Penyanyi keroncong yang hampir selalu mengenakan kebaya saat tampil ini, tak takut twist musik dari genre berbeda ini akan merusak musik keroncong. Tapi justru membuat keroncong lebih dinamis dan menarik kaum muda.
"Musik keroncong jika dibawakan seperti adanya, bikin takut anak muda," ujarnya dengan aksen bahasa Jawa yang tak bisa hilang.
Ditemui di sela gelaran Keroncong Week pekan lalu, perempuan yang terlahir dengan nama Sundari Untinasih Soekotjo mengatakan, ini semua dilakukan atas masukan putri semata wayangnya, Putri Intan Permata atau yang lebih dikenal dengan nama Intan Soekotjo. Intan sejak kecil sudah bertekad untuk mengikuti jejak sang ibu menyanyi keroncong.
Diakui, tak mudah menjaga keroncong di tengah gempuran musik dari luar.

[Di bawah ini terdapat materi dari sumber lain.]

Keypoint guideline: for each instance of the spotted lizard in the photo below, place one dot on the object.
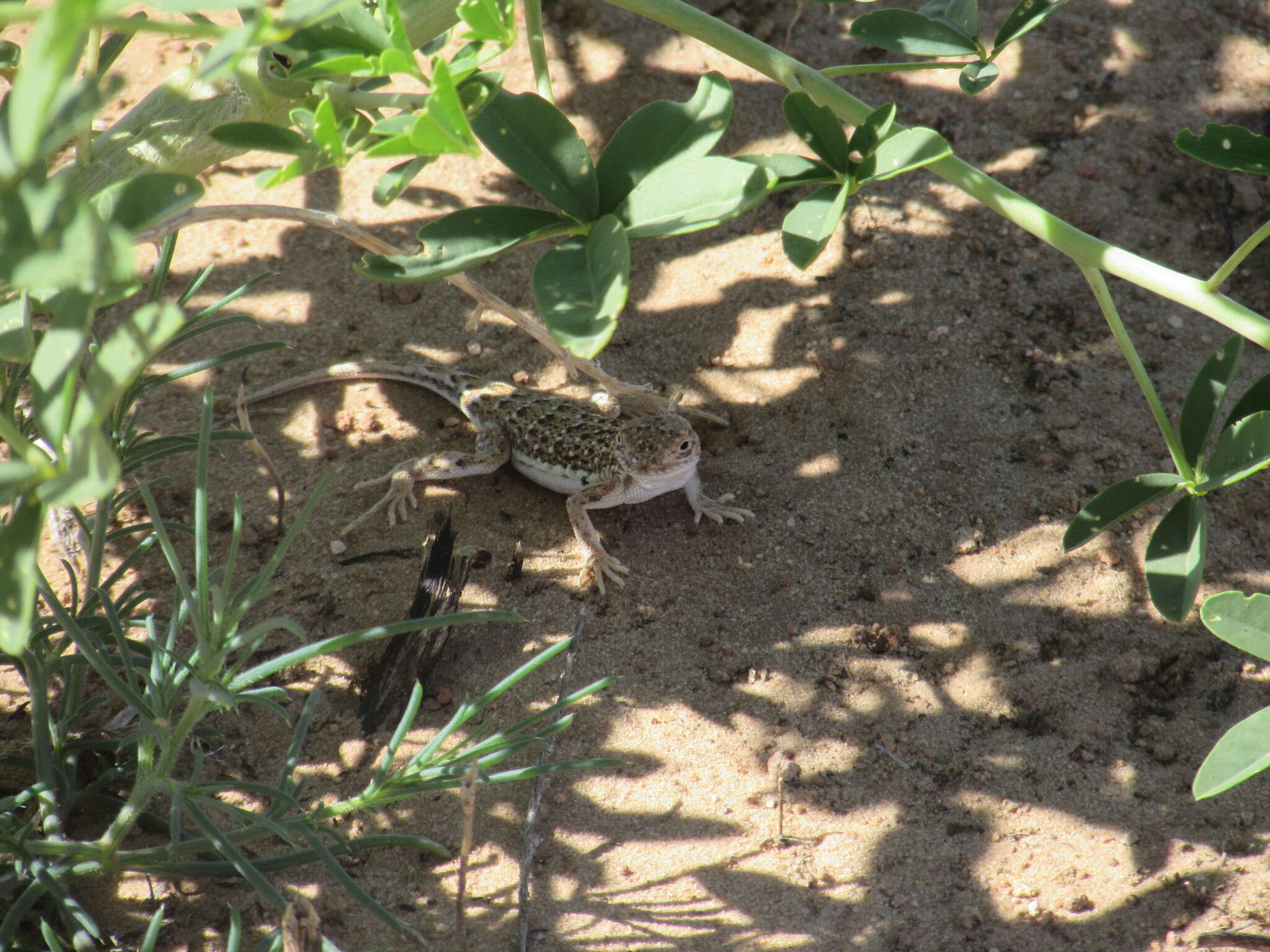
(595, 457)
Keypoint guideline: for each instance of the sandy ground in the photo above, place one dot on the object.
(995, 741)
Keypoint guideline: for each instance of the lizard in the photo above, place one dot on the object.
(595, 457)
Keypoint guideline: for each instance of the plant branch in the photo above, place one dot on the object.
(1130, 355)
(1080, 247)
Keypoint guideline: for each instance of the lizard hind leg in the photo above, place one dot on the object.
(493, 450)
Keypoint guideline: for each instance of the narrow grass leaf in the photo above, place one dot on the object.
(1206, 398)
(535, 140)
(1175, 558)
(1241, 451)
(659, 134)
(1242, 752)
(906, 32)
(812, 223)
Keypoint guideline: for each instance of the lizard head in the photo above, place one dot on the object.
(658, 446)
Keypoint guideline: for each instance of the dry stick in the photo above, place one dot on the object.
(639, 397)
(531, 838)
(468, 796)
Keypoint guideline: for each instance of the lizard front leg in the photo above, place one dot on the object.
(713, 508)
(598, 495)
(493, 450)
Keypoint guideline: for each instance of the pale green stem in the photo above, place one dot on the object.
(1235, 260)
(1130, 355)
(861, 69)
(538, 48)
(1081, 248)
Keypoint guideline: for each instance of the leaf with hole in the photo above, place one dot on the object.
(659, 134)
(463, 240)
(977, 76)
(1206, 398)
(906, 32)
(818, 127)
(693, 195)
(812, 223)
(1175, 558)
(1116, 503)
(1241, 451)
(1026, 15)
(1241, 753)
(905, 151)
(580, 284)
(1227, 148)
(535, 140)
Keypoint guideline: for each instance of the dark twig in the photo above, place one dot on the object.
(531, 814)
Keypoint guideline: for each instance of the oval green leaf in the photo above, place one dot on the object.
(812, 223)
(691, 195)
(463, 240)
(662, 133)
(1244, 622)
(1026, 15)
(1227, 148)
(1255, 399)
(818, 127)
(535, 140)
(1207, 395)
(19, 547)
(1116, 503)
(262, 135)
(1241, 451)
(1175, 558)
(580, 286)
(905, 151)
(978, 76)
(1242, 752)
(906, 32)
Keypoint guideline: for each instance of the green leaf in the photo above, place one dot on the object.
(1244, 622)
(905, 32)
(812, 223)
(1175, 558)
(978, 76)
(871, 131)
(17, 337)
(1206, 398)
(580, 284)
(1116, 503)
(791, 170)
(149, 198)
(121, 359)
(1255, 398)
(19, 549)
(962, 15)
(48, 61)
(535, 140)
(818, 127)
(263, 136)
(89, 470)
(1227, 148)
(693, 195)
(1026, 15)
(659, 134)
(1242, 752)
(463, 240)
(1241, 451)
(397, 179)
(905, 151)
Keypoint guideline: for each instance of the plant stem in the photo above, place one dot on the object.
(861, 69)
(1130, 355)
(538, 48)
(1235, 260)
(1080, 247)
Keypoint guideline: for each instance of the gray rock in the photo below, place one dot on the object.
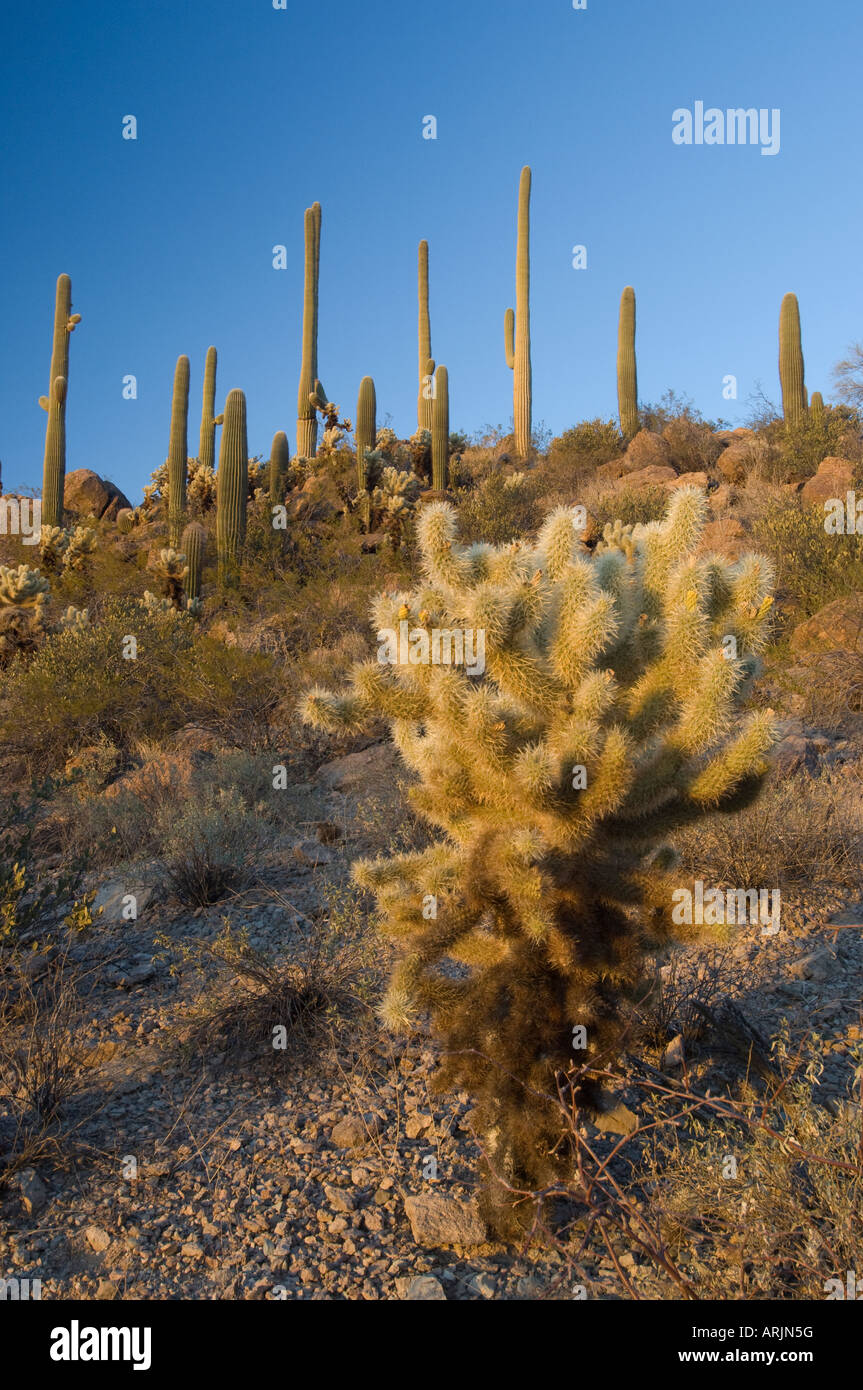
(425, 1289)
(444, 1221)
(34, 1193)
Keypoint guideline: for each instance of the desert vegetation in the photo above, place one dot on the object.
(357, 804)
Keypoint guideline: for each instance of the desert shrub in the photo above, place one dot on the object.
(79, 687)
(605, 720)
(633, 506)
(31, 895)
(275, 1008)
(500, 508)
(812, 566)
(210, 847)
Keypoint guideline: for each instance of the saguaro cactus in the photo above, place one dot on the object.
(193, 546)
(54, 405)
(791, 363)
(367, 428)
(178, 449)
(280, 460)
(585, 712)
(627, 374)
(232, 489)
(423, 412)
(307, 424)
(441, 431)
(206, 448)
(517, 325)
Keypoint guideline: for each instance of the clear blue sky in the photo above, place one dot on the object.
(248, 114)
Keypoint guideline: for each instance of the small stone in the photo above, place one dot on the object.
(34, 1193)
(339, 1198)
(482, 1285)
(97, 1239)
(444, 1221)
(425, 1289)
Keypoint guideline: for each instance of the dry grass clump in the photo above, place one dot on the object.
(801, 831)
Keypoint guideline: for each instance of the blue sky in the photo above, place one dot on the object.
(248, 114)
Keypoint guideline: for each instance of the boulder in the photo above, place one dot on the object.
(723, 537)
(833, 480)
(838, 626)
(688, 480)
(648, 449)
(655, 476)
(86, 494)
(444, 1221)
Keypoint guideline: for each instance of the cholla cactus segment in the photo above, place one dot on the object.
(74, 620)
(53, 544)
(22, 587)
(82, 544)
(564, 712)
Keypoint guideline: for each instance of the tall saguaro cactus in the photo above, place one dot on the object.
(627, 374)
(367, 430)
(178, 449)
(791, 362)
(53, 476)
(423, 413)
(206, 448)
(441, 430)
(280, 459)
(193, 544)
(307, 423)
(232, 492)
(517, 325)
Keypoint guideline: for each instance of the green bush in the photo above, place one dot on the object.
(812, 566)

Musik keroncong yang mendayu serta teknik menyanyi yang butuh ketrampilan tinggi ini membuat anak muda 'ngeri' dan menjauhi musik keroncong.
Makanya, ia menekankan pentingnya para pelaku musik keroncong untuk menjemput bola demi merawat musik yang pernah berjaya di tahun 1930an ini. Para pemusik keroncong harus membuka diri pada anak muda yang ingin menekuni musik 'asli' Indonesia ini.
"Terserah pada mereka -anak muda- mau dibikin seperti apa, selama pakemnya tidak dirusak," ujarnya.
Lantas dari bibirnya meluncur penjelasan tentang musik keroncong yang secara umum dibentuk dengan dua buah ukuleles, sebuah cello, seorang pemain guitar dan bass. Jadi twist musik dari genre lain 'tak boleh' meniadakan elemen inti ini.
Sundari juga menyimpan keyakinan bahwa musik keroncong tak akan mati. Hanya saja dari pengalamannya selama lebih hampir 40 tahun menggeluti musik keroncong, musik ini juga tidak akan pernah booming. Penyanyi atau pencipta lagu muda, terus lahir di tengah makin berkurangnya penggemar musik ini.
Maka demi melestarikan musik keroncong, Sundari pun membentuk Yayasan Keroncong Indonesia (Yakin), sebagai ajang kumpul-kumpul pencinta dan pelaku musik keroncong di Indonesia.
Demi menyemai benih cinta pada musik keroncong, Sundari juga tak segan menyambangi sekolah-sekolah di pelosok tanah air yang ingin belajar lebih mendalami musik keroncong. Semua ini dilakukan demi mewujudkan mimpinya, agar Indonesia memiliki sebuah orkestra musik keroncong yang seluruh posisinya diawaki kaum muda.
"Apalagi jika kelompok ini bisa mendunia," ujarnya berangan-angan.
Kecintaan Sundari pada musik keroncong, ditularkan oleh sang ayah Soekotjo Ronodihardjo. Tentara berpangkat letnan satu (alm) yang hobi menyanyi lagu keroncong memperkenalkan Sundari kecil pada musik mendayu-dayu itu. Ia sering mengajak putri keduanya ini menyanyi bersama.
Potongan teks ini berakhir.